On-the-spot report:

Mega fever in Bali

By our correspondent
17 October 1998

The national congress of Megawati Sukarnoputri's faction of the Indonesian Democratic Party--PDI Perjuangan or PDI in Struggle--held October 8-10 in Bali presented such a striking contradiction. On the one hand, for Mega supporters, especially the younger ones, it was an outpouring of exuberance and open defiance, a direct challenge to Habibie and the existing order. On the other hand, there were the empty rhetorical speeches of the leaders, the backroom manoeuvres, and timid pleas for reforms in the political resolutions. Underlying the actions of Megawati and the leaders was the implicit pledge to the ruling class that the party would work to ensure that no politically explosive movement emerged in the lead-up to next year's elections.

For four days or so, the congress disrupted the rather aimless, mundane and sometimes sordid routines in Bali's tourist enclaves south of the capital of Denpasar. In some way, everyone appeared to enter into the pro-Mega fever.
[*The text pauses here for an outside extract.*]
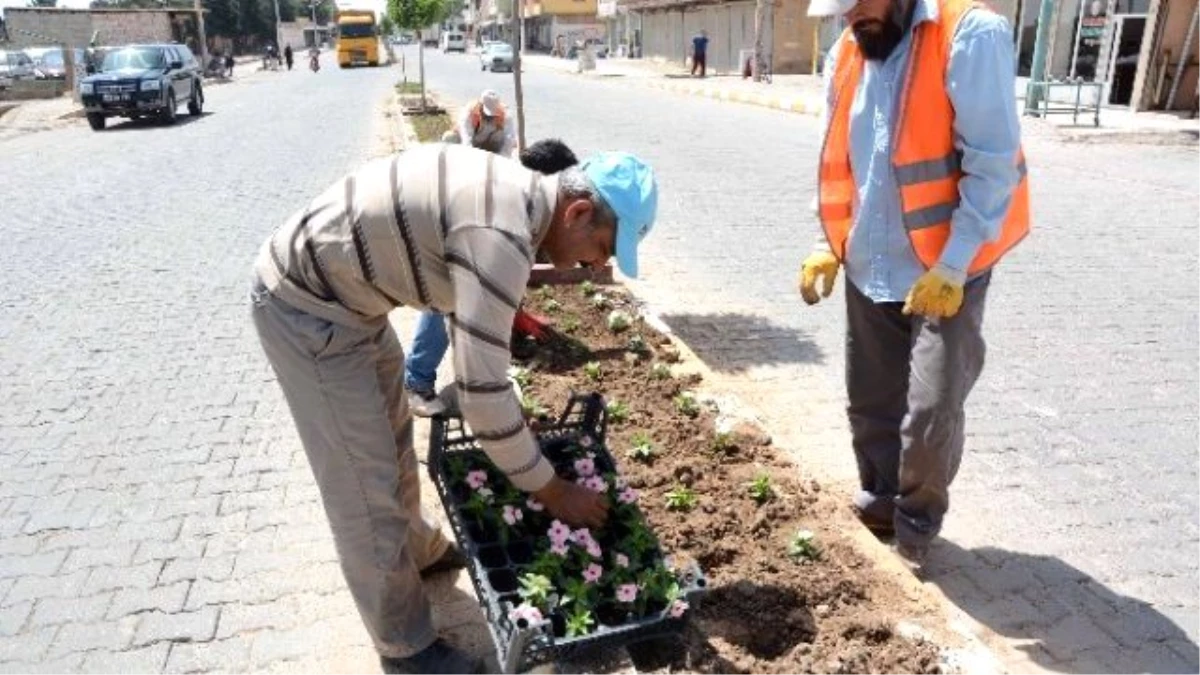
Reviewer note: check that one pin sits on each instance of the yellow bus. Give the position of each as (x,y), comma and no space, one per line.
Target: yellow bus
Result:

In Kuta Beach, the seemingly endless maze of tourist shops and stalls were all decked out in the PDI colours of red, or red and white. Banners were stretched across the roads and flags flew with images of Mega, her father Sukarno, the first president, and the party emblem, the bull. Mega T-shirts, headbands and hats were liberally sprinkled through the crowds. Every motorbike, van, bus and car had its obligatory Megasticker. Some were dressed up in the most outrageous manner--banners, stickers, spray-painted slogans. Mega-fanatiks, as one slogan proclaimed.

It was the younger people who most actively shouted their support. Small groups of motor bikes turned into long convoys of hundreds of riders accompanied by an assortment of cars, mini-buses and four-wheel drive vehicles packed with youth hanging out the windows, riding on top--all revelling in the moment, revving motors in unison, swirling banners and shouting "Mega" to bystanders.

A noisy parade along Kuta's main street seemed to hold a particular attraction. A good means perhaps of thumbing one's nose at those who not only bring their money but all the inevitable vices of such tourist traps around the world. Elsewhere the convoys took over the roads, particularly near Sanur, where the congress was being held.

Traffic slowed to a snail's pace but few except the odd bewildered tourist appeared to mind. No-one honked their horns or yelled abuse. The older onlookers smiled or looked bemused. The street hawkers, usually with their eye on the next tourist, stopped for a moment and turned to watch. The young, even the very young, sometimes cheered and called out their support.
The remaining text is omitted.